A couple of hours ago I passed a notice for the new Tesco's catalogue.  It offered "more choices".  Did I want more choices?  Weren't there enough in the supermarket just behind me?  Or even too many?  I can only choose what I can afford anyway - is that really a choice?  Or would going hungry be the real choice?

It is taken for granted that Choice is a good thing.  "Of course, given the choice ..." we say with a bit of a whither.  "Free to Choose" was the title of one of Milton Friedman's books, the guru of monetarist economics and Margaret Thatcher, which rather ironically means that fewer people have any real  freedom to choose anything worth having  than ever. 

"I choose to have a house". 
"Well, you're poor, so you can't, that's the market".  

"I choose to have a car".
"Well, you're poor, so you can't, take the bus".  

"I choose for my children to have as good an education as yours". 

"Well, you're poor, so you can't, and they probably wouldn't be bright enough anyway".  

"I choose to have very rich parents and inherit privileges that make me even richer". 
"Now you're just taking the piss".

"Just pull yourself up by your bootstraps, and all the good things will trickle down to you from the rich people with bigger and nicer designer boots than yours".
"But I'm poor, I don't have any boots".

"Tough shit, life's not fair".

In America, the furious and sometimes violent debate about abortion is framed in terms of being Pro-Life or Pro-Choice.  You can't be anti-foetus-killing, or anti-unwanted babies, it seems, you must appear to be in favour of something.  But is anyone actually anti-life, unless they actually go ahead and top themselves?  Or anti-choice, unless they sit in a cardboard box under the stairs waiting to be fed? And even that's a choice, assuming mad people have a choice.  Political - and moral - slogans are peculiar.
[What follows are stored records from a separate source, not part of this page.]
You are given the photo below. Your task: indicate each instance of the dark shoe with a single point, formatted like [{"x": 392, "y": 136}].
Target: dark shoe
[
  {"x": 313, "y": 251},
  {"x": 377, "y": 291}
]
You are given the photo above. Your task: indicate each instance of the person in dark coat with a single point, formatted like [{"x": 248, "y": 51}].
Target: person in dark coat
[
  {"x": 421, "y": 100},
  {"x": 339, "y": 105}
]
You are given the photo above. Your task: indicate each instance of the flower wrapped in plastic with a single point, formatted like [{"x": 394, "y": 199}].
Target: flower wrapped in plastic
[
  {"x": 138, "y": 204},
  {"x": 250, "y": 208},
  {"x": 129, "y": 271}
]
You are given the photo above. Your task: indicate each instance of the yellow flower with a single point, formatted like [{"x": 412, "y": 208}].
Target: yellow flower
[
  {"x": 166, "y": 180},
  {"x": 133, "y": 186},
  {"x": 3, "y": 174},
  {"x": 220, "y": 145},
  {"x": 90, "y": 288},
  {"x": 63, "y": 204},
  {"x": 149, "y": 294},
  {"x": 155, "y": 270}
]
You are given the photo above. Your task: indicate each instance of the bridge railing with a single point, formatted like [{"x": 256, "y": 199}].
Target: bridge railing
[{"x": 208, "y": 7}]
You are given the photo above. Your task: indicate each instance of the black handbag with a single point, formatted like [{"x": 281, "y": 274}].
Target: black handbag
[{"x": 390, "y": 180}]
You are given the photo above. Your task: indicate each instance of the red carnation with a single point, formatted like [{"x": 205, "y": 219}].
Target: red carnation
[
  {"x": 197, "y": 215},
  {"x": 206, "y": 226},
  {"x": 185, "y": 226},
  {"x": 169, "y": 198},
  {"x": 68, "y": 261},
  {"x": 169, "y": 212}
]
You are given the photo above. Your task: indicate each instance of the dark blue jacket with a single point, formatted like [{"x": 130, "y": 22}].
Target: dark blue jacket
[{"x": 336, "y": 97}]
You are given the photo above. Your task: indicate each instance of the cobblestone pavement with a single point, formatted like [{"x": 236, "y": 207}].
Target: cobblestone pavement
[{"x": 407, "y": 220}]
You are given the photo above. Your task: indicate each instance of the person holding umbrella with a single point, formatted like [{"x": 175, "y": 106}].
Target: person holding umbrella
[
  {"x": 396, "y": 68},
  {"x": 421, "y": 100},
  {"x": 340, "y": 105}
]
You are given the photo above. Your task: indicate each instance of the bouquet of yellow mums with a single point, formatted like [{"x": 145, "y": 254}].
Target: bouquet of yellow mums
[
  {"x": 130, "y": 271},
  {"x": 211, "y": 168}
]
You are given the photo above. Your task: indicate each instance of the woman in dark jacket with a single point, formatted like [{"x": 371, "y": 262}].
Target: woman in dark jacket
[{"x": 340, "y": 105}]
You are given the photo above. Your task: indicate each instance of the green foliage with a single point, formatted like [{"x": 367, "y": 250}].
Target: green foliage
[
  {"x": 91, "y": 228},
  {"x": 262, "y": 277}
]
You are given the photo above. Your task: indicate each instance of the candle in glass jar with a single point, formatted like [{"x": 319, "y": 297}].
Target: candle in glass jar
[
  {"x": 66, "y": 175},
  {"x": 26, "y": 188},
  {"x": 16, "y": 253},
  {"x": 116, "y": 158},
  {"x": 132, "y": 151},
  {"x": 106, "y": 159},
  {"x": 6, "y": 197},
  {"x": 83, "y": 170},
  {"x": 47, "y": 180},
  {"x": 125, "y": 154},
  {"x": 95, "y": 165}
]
It is a commonplace that people today are wealthier, healthier, and, arguably, even wiser, than ever, and yet are far more unhappy. Yet, suicide, addictions, depression in all its forms, relationship and family breakdowns, are having a field day with our fragile species, as we race around that field desperately trying to soak up all the choices we possibly can, and maybe becoming in the process just about the most disappointed people in history.

How do we balance on this tightrope?  Of course we want people to have choices, we want them to be happy - to choose what they study, their work, their home, their partner, the best for their children - but too much choice leads to a sort of collective insanity, and it also leads to envy of those who made better choices, or who had better choices laid in front of them.  And the envy can lead to social breakdown, but so too can the sort of economic policies which set those with good choices against those with little choices.

On Friday our little kitten is going to the vet to be spayed.  She has no choice.  We are hoping that this pro-choice option will turn out to be pro-life for a tiny creature who has started to mature too early and would be killed by giving birth.  But that is our choice.

Choices, choices.  I'm not happy about it, if I were free to choose ...

Richard Haggis
Littlemore, Oxford
August 2011



1 comment:

  1. Choice is the option of free will, given by God, which we have no choice over. I suspect that having choices is a moral question, as you describe here, moral questions don't seem to arise much these amoral days.

    Not sure how we restore the balance, unless we severely limit choice for the rich and powerful to scatter some among the poor.